У родителей Петра в комнате стоял магнитофон «Яуза». Что там были за бобины, он уже не помнил, так как слушал только Высоцкого. Придет из школы, поставит катушку, когда она кончится – перевернет. И так до прихода матери с работы, отец обычно задерживался. Были ли записи Высоцкого у друзей, Петр не знал, но песни они подхватывали сразу: «На „первый-второй“ рассчитайсь! Первый-второй…» с тех пор, какую бы затяжную утомительную работу ни приходилось делать – бежать с ротой кросс в полной выкладке или колоть вязкие пни, – немедленно возникал голос Владимира Семеновича. Подбадривал и задавал ритм: «Отделяются лопатки от плечей – и летит уже четверка первачей!» [15]

После счастливо лопнувших ворот над головой и пробежки Петр чувствовал себя спортсменом-победителем: мышцы возбужденно подрагивали, сердце колотилось, чувства обострились.
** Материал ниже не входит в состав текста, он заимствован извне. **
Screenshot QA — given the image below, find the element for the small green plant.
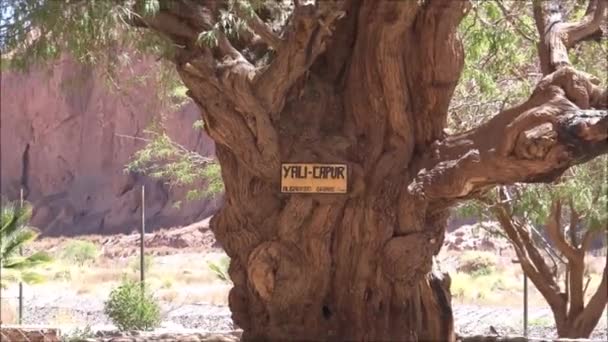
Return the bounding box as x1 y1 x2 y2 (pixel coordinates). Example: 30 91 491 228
53 269 72 281
458 251 496 277
61 240 99 266
207 255 231 283
104 279 160 331
129 255 154 273
0 203 52 288
61 324 95 342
Он подумывал, не пройти ли Нескучным садом до Ленинского проспекта, поразмышлять над происшедшим, но решил, что прогулку испортит постоянное пугливое озирание, да и в метро станет навязчиво оглядывать попутчиков. Вызвал машину к Николе в Голутвине.

В ограде храма среди высоких георгинов он и дождался прихода такси.

Орудие казни

На заводе Петр прошел сразу в цех. Илья бухал электрическим прессом по плоским листикам, подставляя под заготовку объемную матрицу. В коробку отлетали одинаковые выпуклые листочки, которые потом кузнец «оживит» несколькими ударами молотка. Петр подумал, что плющ он сегодня видел мраморный, гипсовый, нарисованный, бронзовый и вот… недоделанный.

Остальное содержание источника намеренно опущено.